Raising money for a startup is a huge hurdle to cross for most startup founders. A lot of startups sets off with bootstrap financing to prove concept and acquire the first customers. That way it is easier to approach angel investors to fund the business. Others begin to make presentations to venture capitalists right from the beginning, but that is even a harder task to cross. Some way somehow your business needs money to survive, but always consider your options and what it in the best interest of your business and your vision for the company.

Rahoul Seth, the CFO of Adteractive has put together an illustration of the various stages of financing to help you figure out the type of customers, the plan and the team required at each stage of your funding process. Rahoul believes that professional funding brings you more than just funding, you also get to work with expert business partners and professional advice.
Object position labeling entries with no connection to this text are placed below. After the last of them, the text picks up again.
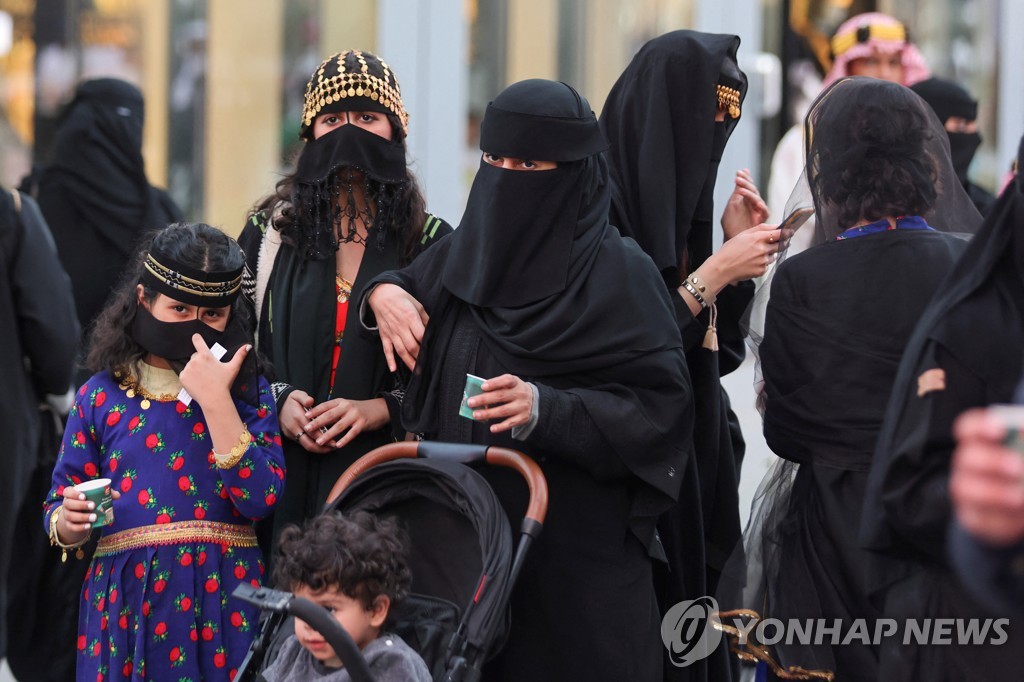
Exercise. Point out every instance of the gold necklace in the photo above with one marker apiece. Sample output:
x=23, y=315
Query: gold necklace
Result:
x=132, y=387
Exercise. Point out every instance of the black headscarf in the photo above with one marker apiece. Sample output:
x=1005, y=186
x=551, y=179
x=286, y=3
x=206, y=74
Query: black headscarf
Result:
x=542, y=272
x=659, y=120
x=97, y=163
x=94, y=194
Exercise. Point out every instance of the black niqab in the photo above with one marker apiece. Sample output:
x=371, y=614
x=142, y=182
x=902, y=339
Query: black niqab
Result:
x=94, y=194
x=667, y=144
x=592, y=331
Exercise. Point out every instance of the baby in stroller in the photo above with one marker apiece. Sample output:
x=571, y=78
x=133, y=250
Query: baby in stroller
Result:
x=355, y=567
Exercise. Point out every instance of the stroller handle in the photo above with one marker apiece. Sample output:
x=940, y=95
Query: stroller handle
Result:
x=502, y=457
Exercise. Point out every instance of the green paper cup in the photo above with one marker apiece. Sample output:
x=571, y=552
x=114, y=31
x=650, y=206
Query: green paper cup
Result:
x=1013, y=417
x=473, y=387
x=98, y=493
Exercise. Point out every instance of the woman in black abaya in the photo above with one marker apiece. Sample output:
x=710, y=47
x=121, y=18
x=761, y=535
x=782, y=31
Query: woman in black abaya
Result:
x=666, y=144
x=839, y=315
x=572, y=329
x=94, y=194
x=965, y=353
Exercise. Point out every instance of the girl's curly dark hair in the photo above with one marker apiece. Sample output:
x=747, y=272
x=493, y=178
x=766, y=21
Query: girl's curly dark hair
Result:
x=407, y=207
x=868, y=154
x=358, y=554
x=196, y=245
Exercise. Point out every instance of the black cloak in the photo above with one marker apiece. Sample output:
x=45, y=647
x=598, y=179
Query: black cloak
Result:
x=966, y=352
x=94, y=194
x=538, y=284
x=666, y=146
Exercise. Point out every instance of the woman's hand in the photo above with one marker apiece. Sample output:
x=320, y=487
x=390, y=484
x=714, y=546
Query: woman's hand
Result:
x=206, y=378
x=292, y=418
x=348, y=417
x=987, y=481
x=400, y=321
x=747, y=255
x=507, y=397
x=744, y=209
x=77, y=515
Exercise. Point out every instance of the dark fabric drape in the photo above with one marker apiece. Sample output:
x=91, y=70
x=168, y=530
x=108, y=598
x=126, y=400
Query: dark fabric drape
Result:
x=971, y=336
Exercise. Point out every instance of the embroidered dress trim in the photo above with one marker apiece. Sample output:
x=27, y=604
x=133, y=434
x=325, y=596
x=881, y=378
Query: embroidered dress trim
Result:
x=902, y=222
x=173, y=534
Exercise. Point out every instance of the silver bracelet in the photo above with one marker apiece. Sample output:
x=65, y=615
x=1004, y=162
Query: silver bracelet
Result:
x=694, y=293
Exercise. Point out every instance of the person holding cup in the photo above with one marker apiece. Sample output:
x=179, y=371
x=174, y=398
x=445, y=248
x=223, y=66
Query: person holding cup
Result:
x=572, y=332
x=186, y=448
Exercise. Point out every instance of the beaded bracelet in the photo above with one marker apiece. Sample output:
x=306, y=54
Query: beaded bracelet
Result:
x=55, y=539
x=694, y=280
x=693, y=292
x=228, y=460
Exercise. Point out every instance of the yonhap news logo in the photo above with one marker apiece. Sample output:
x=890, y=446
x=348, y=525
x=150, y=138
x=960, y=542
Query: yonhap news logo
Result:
x=692, y=630
x=688, y=631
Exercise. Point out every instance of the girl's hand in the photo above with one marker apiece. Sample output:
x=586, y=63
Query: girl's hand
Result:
x=507, y=397
x=348, y=417
x=77, y=515
x=744, y=209
x=400, y=321
x=206, y=378
x=293, y=419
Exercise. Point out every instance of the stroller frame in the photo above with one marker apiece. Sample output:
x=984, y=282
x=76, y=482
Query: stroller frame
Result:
x=464, y=662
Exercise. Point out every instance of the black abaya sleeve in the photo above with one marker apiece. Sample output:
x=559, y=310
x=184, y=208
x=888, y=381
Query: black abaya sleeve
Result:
x=564, y=427
x=915, y=482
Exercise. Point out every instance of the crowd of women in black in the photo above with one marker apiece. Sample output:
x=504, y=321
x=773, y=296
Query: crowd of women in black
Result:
x=584, y=287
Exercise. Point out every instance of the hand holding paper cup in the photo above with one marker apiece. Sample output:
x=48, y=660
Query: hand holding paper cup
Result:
x=474, y=386
x=98, y=493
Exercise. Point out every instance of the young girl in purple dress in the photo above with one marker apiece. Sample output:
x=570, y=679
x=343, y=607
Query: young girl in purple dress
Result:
x=189, y=471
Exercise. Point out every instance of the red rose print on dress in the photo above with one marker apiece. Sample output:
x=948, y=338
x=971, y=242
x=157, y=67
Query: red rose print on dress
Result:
x=176, y=460
x=135, y=424
x=147, y=499
x=182, y=602
x=155, y=441
x=114, y=416
x=128, y=479
x=187, y=485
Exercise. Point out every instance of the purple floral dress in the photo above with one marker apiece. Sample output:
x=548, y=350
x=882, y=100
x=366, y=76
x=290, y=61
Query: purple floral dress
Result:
x=156, y=602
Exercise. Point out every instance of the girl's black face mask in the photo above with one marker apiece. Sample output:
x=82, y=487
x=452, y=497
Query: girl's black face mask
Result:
x=349, y=145
x=172, y=341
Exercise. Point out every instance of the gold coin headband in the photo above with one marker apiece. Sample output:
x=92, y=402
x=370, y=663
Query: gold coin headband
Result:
x=728, y=100
x=866, y=32
x=371, y=85
x=217, y=289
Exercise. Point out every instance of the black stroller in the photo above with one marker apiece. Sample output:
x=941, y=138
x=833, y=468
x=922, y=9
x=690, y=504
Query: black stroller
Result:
x=457, y=609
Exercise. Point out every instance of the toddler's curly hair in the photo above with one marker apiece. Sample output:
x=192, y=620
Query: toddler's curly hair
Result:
x=358, y=554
If you choose to bootstrap, be prepared to risk a part of your own savings to kickstart the business. This is very common with most founders. Others rely on additional money from friends and family. But tread carefully, you could rack up a huge debt and damage your credit rating, and it’ll be hard to get further funding.

There are a few requirements for getting funds from angel investors. You should be further along in your development of the product, you should have a management team and, preferably, a product or service on the market. A few customers is a plus.

VCs rarely invest in startups or even early-stage companies. Angels are your best shot. “You have a much better chance of winning $1 million in the lottery than raising venture capital for a startup,” says Bygrave.